Metadata-Version: 2.1
Name: taskflows
Version: 0.3.6
Summary: Python task management, scheduling, alerts.
Author-email: Dan Kelleher <kelleherjdan@gmail.com>
License: MIT
Classifier: License :: OSI Approved :: MIT License
Classifier: Programming Language :: Python
Classifier: Programming Language :: Python :: 3
Description-Content-Type: text/markdown
Requires-Dist: sqlalchemy >=2.0.0
Requires-Dist: pydantic >=2.0.0
Requires-Dist: tqdm
Requires-Dist: click
Requires-Dist: python-dotenv
Requires-Dist: rich
Requires-Dist: dynamic-imports >=1.0.0
Requires-Dist: alert-msgs >=0.5.0
Requires-Dist: quicklogs >=1.1.0
Requires-Dist: func-timeout >=4.0.0
Provides-Extra: dev
Requires-Dist: black ; extra == 'dev'
Requires-Dist: pytest ; extra == 'dev'
Requires-Dist: pytest-asyncio ; extra == 'dev'
Requires-Dist: psycopg[binary] ; extra == 'dev'


# Task Management, Scheduling, and Alerting.

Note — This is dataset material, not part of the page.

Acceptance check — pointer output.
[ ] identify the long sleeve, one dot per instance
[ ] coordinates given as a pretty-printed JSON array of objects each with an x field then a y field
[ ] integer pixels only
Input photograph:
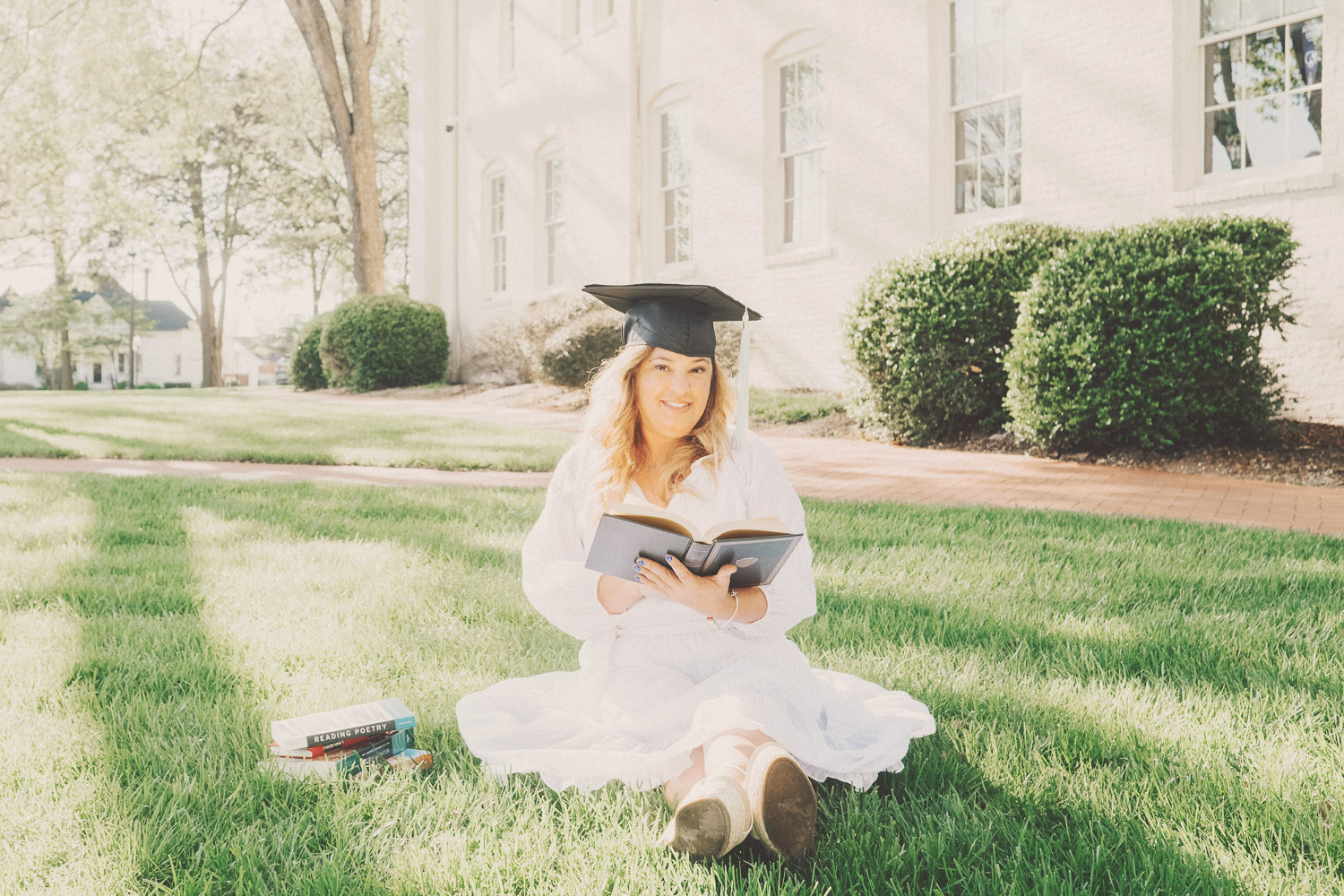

Admin commands are accessed via the `taskflows` command line tool. See `taskflows --help` for complete usage.  

### Setup
```bash
pip install taskflows
``` 

Task execution metadata is stored in SQLite (default) or Postgresql. To use a personal database, set environment variable `TASKFLOWS_DB_URL` to your database URL. If using Postgresql, TASKFLOWS_DB_SCHEMA may also be set to use a custom schema (default schema is *taskflows*).   

### Create Tasks
Turn any function (optionally async) into a task that logs metadata to the database and sends alerts, allows retries, etc..
```python
alerts=[
    Alerts(
        send_to=[   
            Slack(
                bot_token=os.getenv("SLACK_BOT_TOKEN"),
                channel="critical_alerts"
            ),
            Email(
                addr="sender@gmail.com", 
                password=os.getenv("EMAIL_PWD"),
                receiver_addr=["someone@gmail.com", "someone@yahoo.com"]
            )
        ],
        send_on=["start", "error", "finish"]
    )
]
@task(
    name='some-task',
    required=True,
    retries=1,
    timeout=30,
    alerts=alerts
)
async def hello():
    print("Hi.")
```

### Review Task Status/Results
Tasks can send alerts via Slack and/or Email, as shown in the above example. Internally, alerts are sent using the [alert-msgs](https://github.com/djkelleher/alert-msgs) package.   
Task start/finish times, status, retry count, return values can be found in the `task_runs` table.   
Any errors that occurred during the execution of a task can be found in the `task_errors` table.   

### Create Services
*Note: To use services, your system must have systemd (the init system on most modern Linux distributions)*    

Services run commands on a specified schedule. See [Service](taskflows/service/service.py#35) for service configuration options.    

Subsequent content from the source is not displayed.